L’auteur de ce journal réagit aux premiers « cent jours » de la présidence de Sarkozy, prémisses de ce qui devait suivre.
Il y réagit librement, sans ordre prédéterminé, selon la méthode que Montaigne revendique dans ses essais, alternant le commentaire des premiers actes du nouveau président et, par exemple, un dialogue philosophique très approfondi sur les fondements de l’idée de nation.
Simon Archipenko est républicain, sans doute plus que ne l’était Voltaire dont il se réclame.
Et c’est à juste titre qu’il voit dans les actes du nouveau président des manquements aux traditions républicaines, peut-être même la volonté de les subvertir radicalement.
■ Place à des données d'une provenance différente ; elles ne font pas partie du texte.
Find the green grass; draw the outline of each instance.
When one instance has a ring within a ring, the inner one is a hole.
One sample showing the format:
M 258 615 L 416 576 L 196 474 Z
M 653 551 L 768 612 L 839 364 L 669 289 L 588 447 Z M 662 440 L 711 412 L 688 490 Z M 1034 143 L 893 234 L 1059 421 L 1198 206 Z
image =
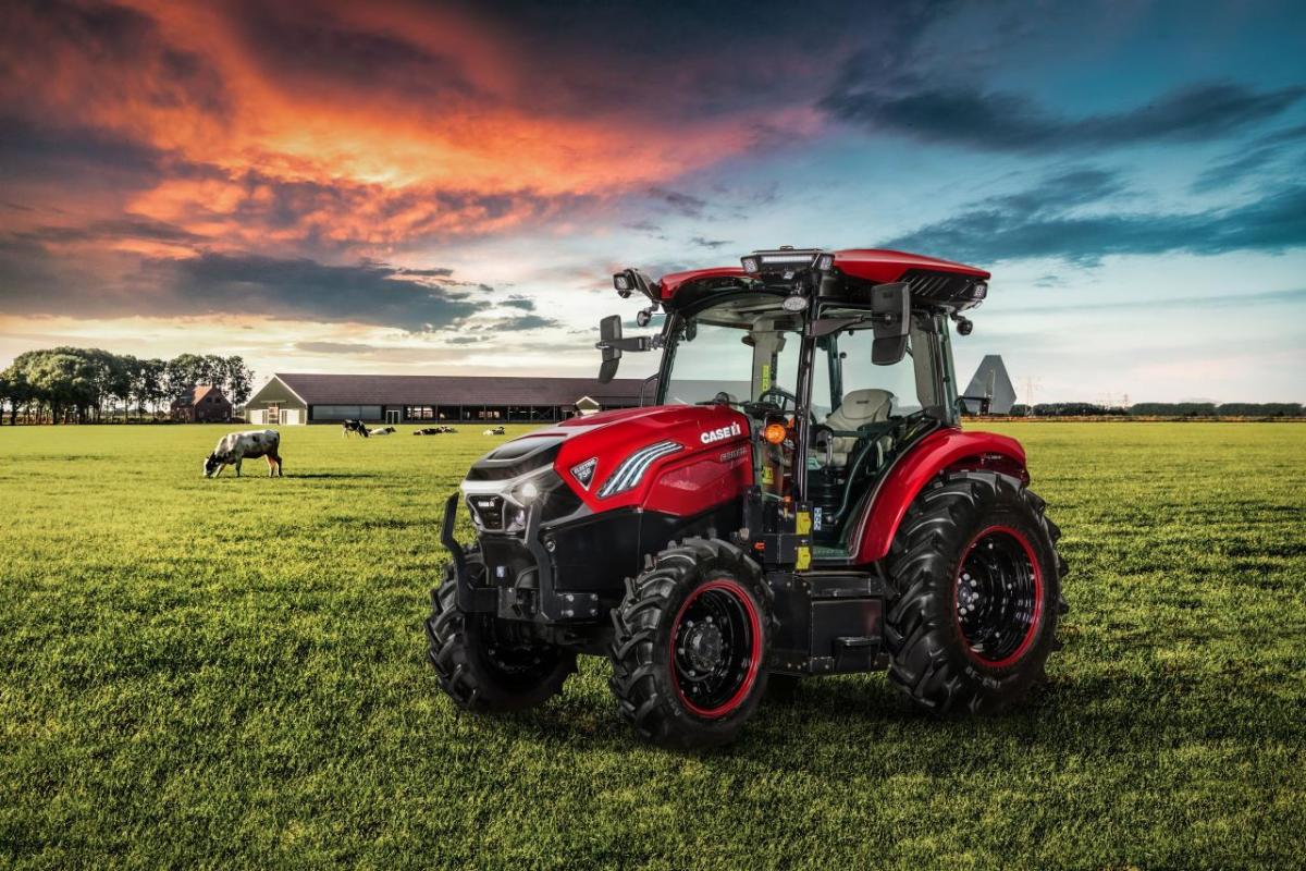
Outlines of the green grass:
M 1306 426 L 996 428 L 1066 530 L 1050 684 L 935 721 L 812 680 L 697 757 L 598 659 L 516 718 L 438 693 L 478 427 L 289 428 L 281 481 L 201 479 L 225 428 L 0 428 L 0 866 L 1299 867 Z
Que la République, dans sa tradition française, ait eu affaire à l’argent, les marxistes qui parlaient de la « République bourgeoise » nous avaient déjà prévenu. Des excentricités du Directoire (la Première République ne s’arrêta pas au 9 thermidor !) aux affaires qui sont ponctué la Troisième (Wilson, Panama, Stavisky etc.), la collusion de la République avec l’argent est avérée. Elle ne le fut cependant jamais de manière aussi ouverte, aussi vulgaire, que dans la fameuse nuit du Fouquet ‘s (antithèse sans doute de celle du 4 août) que celui que l’auteur appelle justement le « parvenu de l’Elysée » offrit à ses amis, généralement fortunés, après sa victoire.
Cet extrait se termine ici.